The Company held an opening ceremony for the Exploration Upper Stage (EUS) Gray Box, part of the expansive building there on February 13, at the Michoud Assembly Facility in New Orleans, where the Company will construct this upper stage.

The name “Gray Box” comes from a previous use of this part of the building, said John Shannon, vice president of missions at Boeing Exploration Systems, in an interview after the event. Lockheed Martin used this area to manufacture LNG tanks, which were separated from the rest of the facility with dark gray walls and curtains to prevent dust from this work from migrating to other parts of the building. “It just got the nickname Gray Box.”

The refurbished grey-box facility, now pristine white, houses equipment used to manufacture the EUS. This phase will be used in the Block 1B version of the SLS, which will enter service with the Artemis 4 mission later in the decade.

Upon completion of the sweat testing, Boeing will manufacture an EUS structural test article, which will then be tested at the Marshall Space Flight Center. Steve Snell, Boeing EUS program manager, said the structural test article should be ready in the first half of 2024.

This will be followed by the first flight version of the EUS, which will undergo static fire tests at the Stennis Space Center, such as the green run test conducted on the SLS first core stage. These tests use versions of the Aerojet Rocketdyne RL10 engine designed to operate at sea level.
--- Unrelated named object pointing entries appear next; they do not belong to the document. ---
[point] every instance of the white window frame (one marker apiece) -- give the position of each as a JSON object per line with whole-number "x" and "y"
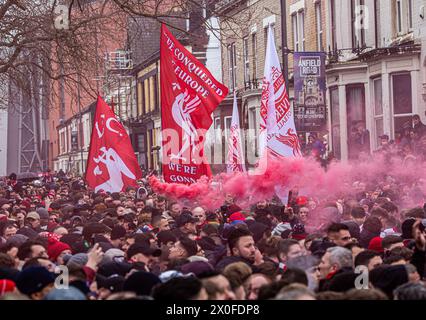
{"x": 399, "y": 17}
{"x": 232, "y": 66}
{"x": 318, "y": 22}
{"x": 377, "y": 117}
{"x": 298, "y": 23}
{"x": 399, "y": 115}
{"x": 246, "y": 59}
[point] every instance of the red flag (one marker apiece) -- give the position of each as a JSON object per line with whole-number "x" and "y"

At least two lights on the stage are planned. “It’s supposed to show that we can restart the engine after it’s fired,” Snell said. The second shot would take place on the same day.

The opening of the EUS Gray Box is part of broader changes Boeing is making to the production of the SLS core and upper stages. In December, NASA and Boeing announced that they were moving some major assembly work from Michoud to Kennedy Space Center to utilize unused KSC properties such as the Space Station Processing Facility and a Vehicle Assembly Building bay.

Those changes, Shannon said, were driven by a NASA request to be able to produce two SLS core stages and exploration upper stages per year. “We just couldn’t do two a year in our footprint,” he said. The transfer of some work to the KSC, such as Improvements such as outfitting the engine module and integrating it with the rest of the core stage has freed up space at Michoud for increased production of the core stage. “We revised our works model and were able to come up with two a year.”

These changes will come into effect when the SLS for Artemis 3 is built and the engine section for that vehicle is delivered to KSC in December. At the time of the dedication ceremony, workers were preparing to install the engine section on the core stage for the Artemis 2 SLS, which is due to be completed in May.

NASA’s current plans are to use only one SLS per year until at least the end of the decade. However, Shannon said there is interest from others in the heavy-lift rocket. “Since Artemis 1, we’ve gotten a lot of interest from a lot of different places,” he said, as well as unnamed “other government agencies” interested in its payload performance.

However, he said he expects SLS to be used for non-Earth orbit missions regardless of the customer. “It really is a spacecraft. I would never compete with SLS for low earth orbit activity.”

Among those looking forward to the EUS is NASA astronaut Stan Love. Speaking at the EUS Gray Box ceremony, he said the astronaut office appreciated the fact that the EUS was designed from the start to be human evaluated and that human evaluation was not “tacked on” like the The preliminary cryogenic propulsion stage is the upper stage based on the stage built for Delta 4 used in the current Block 1 version of the SLS.

This includes more control over the stage during flight, especially in abort scenarios. “We’re really looking forward to EUS,” he said. “There is a lot of performance and safety in there. It’s part of the way we like to operate spacecraft, which isn’t meant to be some stupid payload that sits on top.”